Overvalued/Undervalued -- RB Edition
Jul 14, 2014
More articles from Tom Arters
Arian Foster – Undervalued – While presently being drafted as the 13th running back, Foster represents legitimate top-5 value. Why the discount? The injury bug has bitten Foster some in recent years. Like a plague, this haunts his “investors” in droves. The only competition he faces is Andre Brown , who was brought in on a one-year-deal to occasionally spell Foster and act as insurance after Tate’s departure. New coach Bill O’Brien has stated he only views Brown as a first- and second-down back. This leaves Foster to be the exclusive passing down back and majority shareholder of early-down duties as well. While Ryan Fitzpatrick isn’t exactly an upgrade at quarterback, the expected new scheme will be complementary towards an every-down back with size – a la Foster – to take advantage of his hands as well as his legs.
Forecast – A line of 1,800 total yards, 60 receptions and 10-12 TDs aren’t unexpected.
Doug Martin – Overvalued – Martin will be marred by increasing competition and a coach who has already declared a timeshare. Factor in an apathetic attempt to start off his 2013 campaign before getting injured (another potential knock against him) and he no longer seems fresh. Martin is being drafted as the eighth running back off the board. Team brass drafted Charles Sims , who is widely believed to be a passing down specialist with the ability to pilfer a few early down carries as well. That’s not to say 2013 darling, Mike James , and his cohort Bobby Rainey, won’t have something to say about touches as well. I will be shocked if we see Martin garner a workload greater than 16-18 touches a game and a share in paydirt plays. Granted there is value to be had in such a workload, but not as the eighth running back off the board.
Forecast – Projections here are more difficult without knowing roles, but reside around 1,300 total yards, 30 receptions and 6-8 TDs for now; subject to decrease.
Bernard Pierce – Undervalued – Let’s be honest for a moment, the 2013 Baltimore Ravens running game was tear-inducing. I’d like to blame it on a singular at-fault issue, but I can’t. Extremes such as these are just that, however, and we should expect a return to normalcy. Enter Pierce, who is likely to see 4-6 starts to kick off the year (based on an expected suspension of Ray Rice ). I know it’s not much, but considering you’re getting a starter for the cost of a late-round pick (the price of a backup) to kick the season off – I say “value!” We can only speculate upon the role Rice will have thereafter, but we do know that Pierce will be the unquestioned starter early on. He is being drafted outside the top 125 picks and has the ability to be a top 50 producer for a fairly significant portion of the year. Keep in mind that despite an awful showing last year, the Rice/Pierce combo averaged 95 yards, five catches, and almost a touchdown every other game.

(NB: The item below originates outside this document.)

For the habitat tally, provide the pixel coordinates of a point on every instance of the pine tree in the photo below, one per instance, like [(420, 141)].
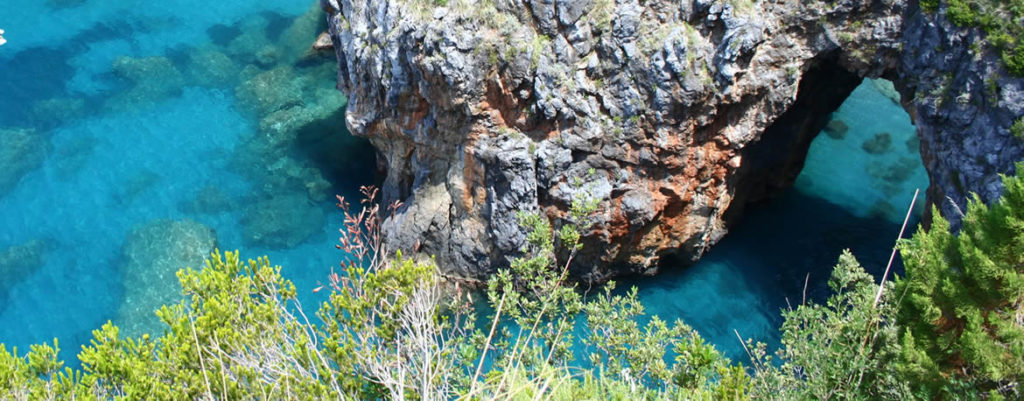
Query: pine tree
[(963, 307)]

Forecast – Average daily start to kick the year off is settling in around 80 total yards, 4 receptions and a TD every other game; quality RB2 territory.
Reggie Bush – Undervalued – Love him or hate him, he is a producer when healthy. His prorated 16-game line last year, sans the injury-shortened week against Arizona (and accepting his game-shortened weeks in the back nine are par for the course), sits modestly at almost 1,800 total yards, 63 receptions and nine touchdowns. Arguably, that is top 5 running back territory. Enter Joe Lombardi, former New Orleans' positional coach, who is expected to use Bush in space even more this year. Bush should approach the 70-catch threshold on a prorated basis and flirt with double-digit scores. For those pointing at Joique Bell, look past the games Bell started in place of Bush and at the games where they split touches. It’s not nearly as alarming as one would think in terms of a handcuff.

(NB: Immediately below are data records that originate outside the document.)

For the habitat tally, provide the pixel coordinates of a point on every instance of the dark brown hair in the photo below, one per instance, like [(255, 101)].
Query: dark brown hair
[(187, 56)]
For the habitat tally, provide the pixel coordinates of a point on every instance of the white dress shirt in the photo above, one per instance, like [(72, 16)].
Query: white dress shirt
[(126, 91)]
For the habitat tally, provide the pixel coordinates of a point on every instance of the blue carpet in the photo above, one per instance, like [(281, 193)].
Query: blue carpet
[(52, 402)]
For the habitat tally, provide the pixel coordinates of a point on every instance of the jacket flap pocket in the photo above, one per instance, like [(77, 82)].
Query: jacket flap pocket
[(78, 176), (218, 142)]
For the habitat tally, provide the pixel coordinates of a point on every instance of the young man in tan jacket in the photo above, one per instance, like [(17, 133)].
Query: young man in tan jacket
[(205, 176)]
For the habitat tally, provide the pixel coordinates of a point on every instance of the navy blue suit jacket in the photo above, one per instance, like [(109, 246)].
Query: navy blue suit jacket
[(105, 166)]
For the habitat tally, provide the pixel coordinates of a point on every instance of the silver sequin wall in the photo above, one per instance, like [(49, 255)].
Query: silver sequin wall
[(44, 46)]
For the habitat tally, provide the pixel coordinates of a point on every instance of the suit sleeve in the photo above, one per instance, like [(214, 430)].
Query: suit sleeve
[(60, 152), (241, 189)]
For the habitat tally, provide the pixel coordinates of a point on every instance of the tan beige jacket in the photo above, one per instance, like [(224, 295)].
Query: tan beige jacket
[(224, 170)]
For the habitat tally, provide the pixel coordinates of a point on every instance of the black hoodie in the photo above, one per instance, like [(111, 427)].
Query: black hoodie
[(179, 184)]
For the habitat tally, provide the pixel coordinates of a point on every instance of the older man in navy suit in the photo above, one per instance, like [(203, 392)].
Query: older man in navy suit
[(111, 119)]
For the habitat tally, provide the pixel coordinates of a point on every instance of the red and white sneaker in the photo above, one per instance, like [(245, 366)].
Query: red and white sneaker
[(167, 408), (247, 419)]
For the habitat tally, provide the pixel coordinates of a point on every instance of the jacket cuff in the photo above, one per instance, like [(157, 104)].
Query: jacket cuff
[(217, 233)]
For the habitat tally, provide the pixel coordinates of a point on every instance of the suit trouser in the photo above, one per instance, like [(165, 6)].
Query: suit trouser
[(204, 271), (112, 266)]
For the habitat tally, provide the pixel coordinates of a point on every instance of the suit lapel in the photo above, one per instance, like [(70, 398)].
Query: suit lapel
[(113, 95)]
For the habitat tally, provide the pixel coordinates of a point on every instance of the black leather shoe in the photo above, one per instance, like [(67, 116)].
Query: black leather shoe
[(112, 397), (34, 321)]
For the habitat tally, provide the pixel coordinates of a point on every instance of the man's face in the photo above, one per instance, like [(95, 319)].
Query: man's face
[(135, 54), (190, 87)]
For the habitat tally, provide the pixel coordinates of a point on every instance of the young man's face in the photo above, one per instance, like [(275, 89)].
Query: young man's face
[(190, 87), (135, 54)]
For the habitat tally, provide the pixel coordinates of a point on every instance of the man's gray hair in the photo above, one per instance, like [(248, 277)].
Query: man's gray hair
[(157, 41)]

Forecast – Based on a full season, I’m teetering on a 1,700 total yard, 70 reception, 9 TD prorated line while drafting as if he starts 14 games.
Toby Gerhart – Undervalued – Let me begin by saying I still think the Jacksonville Jaguars are years from playing competitive football. That being said, it’s all about opportunity and situation. Gerhart is expected to be a three-down workhorse for the Jaguars. The only question is what he’s walking into. In 2013, Jacksonville attempted to run only 378 total times and struck paydirt a mere seven times. Coach Gus Bradley is encouraging a more physical, ball-controlling game.
The Jaguars drafted two high-ceiling wideouts to replace the malcontent known as Justin Blackmon. More talent at the receiver position will both place the Jaguars in the red zone more as well as helping to stretch the field and open up running lanes. With Maurice Jones-Drew out the door, Blackmon singing the blues, and Blake Bortles ready to take the reins, we’re looking at a very different set of skill position players on offense. With Bortles, they’re likely to lean more on the run game than in recent years to help with the acclimation period. Gerhart’s fairly soft hands stand to benefit him as well. Gerhart is presently being taken as the 27th running back off the board. More than 300 touches should firmly place Gerhart inside the top 20 running backs and on pace to be a decent RB2.
Forecast – I’m cautiously optimistic in a 1,400 total yard, 45 reception, 6 TD showing with upside in touchdowns if Bortles can move the chains.